Max Planck Institute for Biophysical Chemistry, Göttingen, Germany.
University of Marburg, Marburg, Germany.
PLoS Biol. 2020 Feb 20;18(2):e3000361. doi: 10.1371/journal.pbio.3000361. eCollection 2020 Feb.
Sleep-active neurons depolarize during sleep to suppress wakefulness circuits. Wake-active wake-promoting neurons in turn shut down sleep-active neurons, thus forming a bipartite flip-flop switch. However, how sleep is switched on is unclear because it is not known how wakefulness is translated into sleep-active neuron depolarization when the system is set to sleep. Using optogenetics in Caenorhabditis elegans, we solved the presynaptic circuit for depolarization of the sleep-active RIS neuron during developmentally regulated sleep, also known as lethargus. Surprisingly, we found that RIS activation requires neurons that have known roles in wakefulness and locomotion behavior. The RIM interneurons-which are active during and can induce reverse locomotion-play a complex role and can act as inhibitors of RIS when they are strongly depolarized and as activators of RIS when they are modestly depolarized. The PVC command interneurons, which are known to promote forward locomotion during wakefulness, act as major activators of RIS. The properties of these locomotion neurons are modulated during lethargus. The RIMs become less excitable. The PVCs become resistant to inhibition and have an increased capacity to activate RIS. Separate activation of neither the PVCs nor the RIMs appears to be sufficient for sleep induction; instead, our data suggest that they act in concert to activate RIS. Forward and reverse circuit activity is normally mutually exclusive.

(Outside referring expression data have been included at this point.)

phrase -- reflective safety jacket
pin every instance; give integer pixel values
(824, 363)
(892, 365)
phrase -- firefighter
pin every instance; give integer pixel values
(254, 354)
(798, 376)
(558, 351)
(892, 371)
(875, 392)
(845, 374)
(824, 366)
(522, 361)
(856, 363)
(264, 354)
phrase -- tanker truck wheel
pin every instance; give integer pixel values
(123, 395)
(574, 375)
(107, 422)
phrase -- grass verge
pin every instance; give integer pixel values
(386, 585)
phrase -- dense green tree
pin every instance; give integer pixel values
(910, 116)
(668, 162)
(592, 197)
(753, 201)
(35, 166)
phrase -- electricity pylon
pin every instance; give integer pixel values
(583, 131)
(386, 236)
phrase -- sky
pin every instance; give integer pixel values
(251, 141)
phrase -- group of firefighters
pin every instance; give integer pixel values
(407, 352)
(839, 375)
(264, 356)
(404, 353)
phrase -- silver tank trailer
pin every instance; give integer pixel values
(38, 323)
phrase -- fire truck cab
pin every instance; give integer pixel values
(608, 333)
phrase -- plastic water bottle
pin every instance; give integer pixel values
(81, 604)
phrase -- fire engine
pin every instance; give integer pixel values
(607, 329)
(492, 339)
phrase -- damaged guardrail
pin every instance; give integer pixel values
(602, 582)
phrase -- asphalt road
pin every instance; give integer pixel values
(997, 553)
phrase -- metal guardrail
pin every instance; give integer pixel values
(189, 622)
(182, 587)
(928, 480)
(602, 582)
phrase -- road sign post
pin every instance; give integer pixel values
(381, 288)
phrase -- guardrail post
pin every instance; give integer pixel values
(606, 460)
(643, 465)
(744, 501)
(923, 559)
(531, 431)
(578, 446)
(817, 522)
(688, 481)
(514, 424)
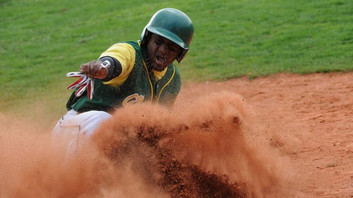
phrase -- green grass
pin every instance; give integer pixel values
(42, 40)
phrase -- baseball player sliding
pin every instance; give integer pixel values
(128, 72)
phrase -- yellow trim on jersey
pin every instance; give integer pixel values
(125, 54)
(158, 74)
(159, 95)
(149, 79)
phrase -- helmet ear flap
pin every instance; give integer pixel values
(181, 55)
(145, 37)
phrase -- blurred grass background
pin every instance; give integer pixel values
(42, 40)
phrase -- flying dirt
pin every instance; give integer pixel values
(207, 146)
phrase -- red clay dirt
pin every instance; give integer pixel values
(280, 136)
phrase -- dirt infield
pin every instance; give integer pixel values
(280, 136)
(310, 119)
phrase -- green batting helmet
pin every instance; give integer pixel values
(173, 25)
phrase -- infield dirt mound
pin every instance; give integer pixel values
(280, 136)
(204, 147)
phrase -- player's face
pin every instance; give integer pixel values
(161, 52)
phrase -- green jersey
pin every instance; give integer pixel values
(137, 83)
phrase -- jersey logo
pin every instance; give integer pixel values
(132, 99)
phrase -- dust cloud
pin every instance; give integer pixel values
(211, 146)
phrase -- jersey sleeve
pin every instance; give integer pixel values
(125, 54)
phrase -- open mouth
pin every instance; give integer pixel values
(161, 61)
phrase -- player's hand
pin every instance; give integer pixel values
(82, 84)
(94, 69)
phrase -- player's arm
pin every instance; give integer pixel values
(111, 68)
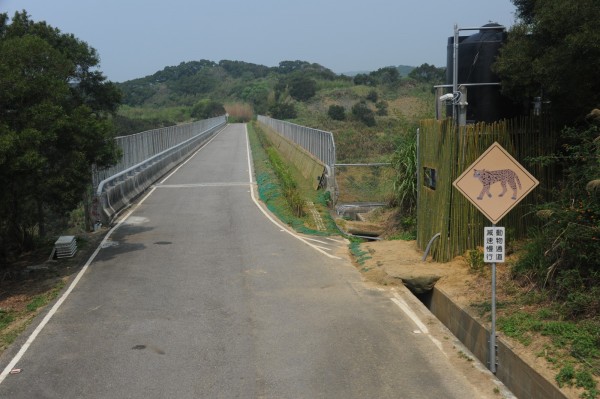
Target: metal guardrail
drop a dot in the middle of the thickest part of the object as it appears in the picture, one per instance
(114, 192)
(139, 147)
(318, 142)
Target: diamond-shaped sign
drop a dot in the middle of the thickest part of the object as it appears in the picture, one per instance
(495, 183)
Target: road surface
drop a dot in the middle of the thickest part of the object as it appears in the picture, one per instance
(198, 294)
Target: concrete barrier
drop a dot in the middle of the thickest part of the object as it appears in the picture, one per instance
(516, 374)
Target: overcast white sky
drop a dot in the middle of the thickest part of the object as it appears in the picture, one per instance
(136, 38)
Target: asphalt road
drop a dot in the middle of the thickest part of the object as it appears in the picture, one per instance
(198, 294)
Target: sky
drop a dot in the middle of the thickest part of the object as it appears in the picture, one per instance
(136, 38)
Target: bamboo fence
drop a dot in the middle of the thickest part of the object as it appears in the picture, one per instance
(449, 150)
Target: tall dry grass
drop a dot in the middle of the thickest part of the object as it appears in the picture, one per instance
(239, 112)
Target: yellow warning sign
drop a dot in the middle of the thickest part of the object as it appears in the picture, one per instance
(495, 183)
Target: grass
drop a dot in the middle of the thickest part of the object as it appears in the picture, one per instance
(573, 347)
(14, 322)
(271, 189)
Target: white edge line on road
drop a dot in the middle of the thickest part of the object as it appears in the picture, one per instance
(319, 241)
(408, 311)
(64, 296)
(253, 195)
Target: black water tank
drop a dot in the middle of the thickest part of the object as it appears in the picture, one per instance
(476, 54)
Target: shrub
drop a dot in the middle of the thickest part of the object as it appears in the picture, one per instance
(564, 255)
(372, 96)
(239, 112)
(363, 113)
(283, 111)
(205, 109)
(381, 108)
(302, 88)
(337, 112)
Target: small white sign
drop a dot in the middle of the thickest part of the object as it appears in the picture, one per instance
(494, 245)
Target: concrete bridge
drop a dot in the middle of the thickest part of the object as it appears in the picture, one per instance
(198, 292)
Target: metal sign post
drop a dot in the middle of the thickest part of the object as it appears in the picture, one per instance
(494, 251)
(478, 184)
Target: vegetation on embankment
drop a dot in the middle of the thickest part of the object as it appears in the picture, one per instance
(284, 198)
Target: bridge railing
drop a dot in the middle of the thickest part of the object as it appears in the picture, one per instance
(146, 157)
(317, 142)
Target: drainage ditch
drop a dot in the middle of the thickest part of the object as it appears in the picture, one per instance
(518, 376)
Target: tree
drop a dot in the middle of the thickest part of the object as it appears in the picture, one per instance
(363, 113)
(257, 94)
(428, 74)
(551, 53)
(205, 109)
(283, 110)
(55, 112)
(337, 112)
(372, 96)
(302, 88)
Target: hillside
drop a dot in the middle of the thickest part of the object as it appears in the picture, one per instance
(374, 108)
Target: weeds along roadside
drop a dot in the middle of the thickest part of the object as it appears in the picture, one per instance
(528, 316)
(284, 190)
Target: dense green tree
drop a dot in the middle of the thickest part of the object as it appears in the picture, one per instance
(428, 74)
(337, 112)
(302, 88)
(284, 110)
(553, 52)
(386, 75)
(257, 94)
(372, 96)
(205, 109)
(55, 111)
(363, 113)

Our data suggest that RIS may be activated at the transition between forward and reverse locomotion states, perhaps when both forward (PVC) and reverse (including RIM) circuit activity overlap. While RIS is not strongly activated outside of lethargus, altered activity of the locomotion interneurons during lethargus favors strong RIS activation and thus sleep. The control of sleep-active neurons by locomotion circuits suggests that sleep control may have evolved from locomotion control. The flip-flop sleep switch in C. elegans thus requires an additional component, wake-active sleep-promoting neurons that translate wakefulness into the depolarization of a sleep-active neuron when the worm is sleepy. Wake-active sleep-promoting circuits may also be required for sleep state switching in other animals, including in mammals.
在睡眠期间,活跃的神经元去极化以抑制觉醒回路。反过来,活跃的促觉醒神经元会关闭睡眠活跃神经元,从而形成双稳态翻转开关。然而,由于不清楚如何将觉醒转化为睡眠活跃神经元去极化,因此不清楚如何开启睡眠,因为当系统设置为睡眠时,睡眠活跃神经元的去极化。我们使用秀丽隐杆线虫中的光遗传学方法,解决了发育调节睡眠(也称为昏睡)期间睡眠活跃的 RIS 神经元去极化的突触前回路。令人惊讶的是,我们发现 RIS 的激活需要在觉醒和运动行为中具有已知作用的神经元。RIM 中间神经元在清醒期间活跃并且可以诱导反向运动,它们起着复杂的作用,当它们被强烈去极化时可以作为 RIS 的抑制剂,当它们被适度去极化时可以作为 RIS 的激活剂。已知在觉醒期间促进正向运动的 PVC 命令中间神经元是 RIS 的主要激活剂。这些运动神经元的特性在昏睡期间会发生变化。RIM 变得兴奋性降低。PVC 对抑制的抵抗力增加并且激活 RIS 的能力增加。单独激活 PVC 或 RIM 似乎不足以诱导睡眠;相反,我们的数据表明它们协同作用以激活 RIS。正向和反向电路活动通常是互斥的。我们的数据表明,RIS 可能在正向和反向运动状态之间的过渡时被激活,也许是在正向(PVC)和反向(包括 RIM)电路活动重叠时。虽然 RIS 在昏睡之外没有被强烈激活,但在昏睡期间运动神经元的活性改变有利于强烈激活 RIS 并因此促进睡眠。运动回路对睡眠活跃神经元的控制表明,睡眠控制可能是从运动控制进化而来的。因此,秀丽隐杆线虫中的翻转睡眠开关需要一个额外的组件,即活跃的促觉醒神经元,当蠕虫困倦时,它将觉醒转化为睡眠活跃神经元的去极化。活跃的促觉醒睡眠促进电路可能也需要其他动物,包括哺乳动物的睡眠状态切换。